Recently I wrote some code that implemented search-and-replace
for Open XML WordprocessingML documents.
I wrote that code for an Open XML developer who needed to implement that
functionality using XML DOM, although with a different language than C#. Because XML DOM is standardized,
translating the code to another language and another implementation of XML DOM
is relatively straightforward.
I want to introduce search-and-replace functionality in a
CMDLET in PowerTools for Open XML, but I have been moving PowerTools code away
from XmlDocument, so I rewrote the search-and-replace code using LINQ to XML,
using a functional transform. It was an
interesting and fun project. The video
below introduces the TextReplacer class, and compares it to the code that I
presented that uses XmlDocument. It is
an interesting comparison of imperative code (using XmlDocument) and functional
code (using LINQ to XML).
It took me about 8 hours to write the search-and-replace
code using XmlDocument. It took me about
4 hourz to write the same code using LINQ to XML. However, for what it’s worth, I spent far
longer than that on both versions of the code making sure that whatever else
happens, the code will not corrupt WordprocessingML documents.
Personally, I find the functional code to be much cleaner
and easier to maintain. It was also
easier to debug.
If you want to see a detailed description of the algorithm
that I used for search-and-replace, see the previous
post on search-and-replace that uses XmlDocument. The approach that I took with the LINQ to XML
code is identical in nature to the code that uses XmlDocument. This will be apparent in the video.
I am currently in process of doing some relatively major
revamps to PowerTools for Open XML, so I haven’t posted this code on CodePlex
yet. You can retrieve the code as an
attachment to this post.
Hi Eric. First let me thank you for the great work. PowerTools has saved us a lot of time when manipulating Word documents. However, I encountered an issue where I was looping through a Dictionary of Codes and their replacement values where 5 out of the 6 Codes had Empty Strings ("") as the Values. The first Code was processed fine in the the WmlSearchAndReplaceTransform() routine where it determines the contents of TextValue and checks if it is empty:
XElement paragraphWithConsolidatedRuns = new XElement(W.p,
if (g.Key == "DontConsolidate")
string textValue = g.Select(r => r.Element(W.t).Value).StringConcatenate();
XAttribute xs = null;
if (textValue == ' ' || textValue[textValue.Length - 1] == ' ')

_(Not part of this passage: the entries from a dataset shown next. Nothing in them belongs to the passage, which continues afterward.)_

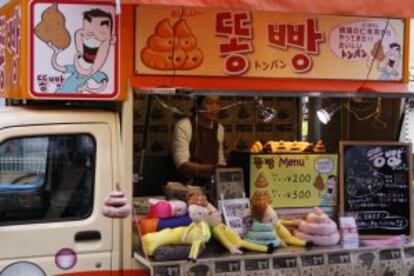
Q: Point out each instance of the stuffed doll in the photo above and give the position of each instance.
(262, 211)
(261, 231)
(318, 228)
(166, 209)
(196, 234)
(229, 238)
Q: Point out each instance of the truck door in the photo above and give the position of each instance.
(53, 182)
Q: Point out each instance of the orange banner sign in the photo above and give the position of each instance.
(210, 42)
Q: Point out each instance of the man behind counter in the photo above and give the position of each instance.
(197, 145)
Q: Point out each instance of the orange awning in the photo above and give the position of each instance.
(377, 8)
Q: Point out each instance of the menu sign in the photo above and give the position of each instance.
(295, 180)
(376, 186)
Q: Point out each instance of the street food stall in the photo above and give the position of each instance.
(315, 107)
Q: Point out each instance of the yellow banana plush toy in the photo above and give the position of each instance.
(262, 209)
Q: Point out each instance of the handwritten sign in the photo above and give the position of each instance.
(225, 267)
(295, 180)
(167, 270)
(375, 186)
(285, 262)
(257, 267)
(340, 264)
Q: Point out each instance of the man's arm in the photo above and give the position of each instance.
(220, 138)
(197, 169)
(181, 151)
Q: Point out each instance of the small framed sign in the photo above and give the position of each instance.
(376, 187)
(229, 183)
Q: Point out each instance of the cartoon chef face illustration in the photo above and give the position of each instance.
(93, 42)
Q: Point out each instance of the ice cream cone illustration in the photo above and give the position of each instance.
(318, 184)
(172, 47)
(52, 29)
(261, 181)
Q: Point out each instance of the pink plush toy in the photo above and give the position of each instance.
(167, 209)
(318, 228)
(160, 209)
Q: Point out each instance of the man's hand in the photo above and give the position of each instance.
(55, 49)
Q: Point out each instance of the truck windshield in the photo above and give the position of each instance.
(46, 178)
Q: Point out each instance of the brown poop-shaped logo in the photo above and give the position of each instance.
(172, 47)
(51, 28)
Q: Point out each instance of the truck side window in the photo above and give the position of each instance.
(46, 178)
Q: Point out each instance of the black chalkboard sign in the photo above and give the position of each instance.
(376, 186)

xs = new XAttribute(XNamespace.Xml + "space", "preserve");
return new XElement(W.r,
new XElement(W.t, xs, textValue));
The second time through, the code set the TextValue to empty string and caused an Index Out of Bounds error when it performed the second check in the If statement since it is computes (0 - 1 = -1) for the Index value.
I ended up changin the If statement to check for the length of textValue: textValue.Length == 0
What do you think about this? I didn't really try to figure out what all the code above was doing, so this might not be the best approach.